Panie całowały, panowie ściskali dłonie, wszyscy śpiewali "Sto lat...", a gdy Julian Gozdowski szedł w szpalerze biegaczy pod nartami, i zagrało "We are the Champions", łzy pojawiły się w oczach nie tylko wspaniałego jubilata...
Tak, jak na Biegu Piastów, tak i dziś, byli ludzie znani i nieznani, starzy, młodzi i wieku średnim, ale połączeni miłością do nart biegowych, jak również szacunkiem i sympatią do Juliana Gozdowskiego.
Objawów tej sympatii było wiele, a największą pomysłowością popisali się biegacze z Leszna, którzy przybyli z pokaźnym plakatem z podobizną dostojnego jubilata z berłem w koronie i hasłem "Julian Wielki".
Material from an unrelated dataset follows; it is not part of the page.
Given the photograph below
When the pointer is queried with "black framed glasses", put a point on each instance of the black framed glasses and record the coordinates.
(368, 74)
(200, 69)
Najpierw był jednak start z nartami w rękach na Polanie Maliszewskiego. Sygnał do startu dał bohater dnia. Biegacze przemaszerowali na Polanę Jakuszycką, gdzie wyznaczono metę. Tu utworzyli szpaler z podniesionymi nartami, a potem złożyli życzenia. Całą operacją dowodził komandor Biegu Piastów, Dariusz Serafin.
Julian Gozdowski jak zwykle mówił, że Polana Jakuszycka jest ich - biegaczy. Tysięcy biegaczy… Każdemu biegaczowi wręczał medal – wyjątkowy, urodzinowy, ze swym wizerunkiem oraz datą i miejscem swych urodzin o nazwie Czortków.
W 2016 minie 40 lat od pierwszego Biegu Piastów. Julian Gozdowski poświęcił więc temu wydarzeniu prawie pół życia. Jak sam podkreśla, oddał Bieg Piastów w dobre ręce – grupy kilkudziesięciu pasjonatów nart biegowych, którzy rozwijają jego dzieło.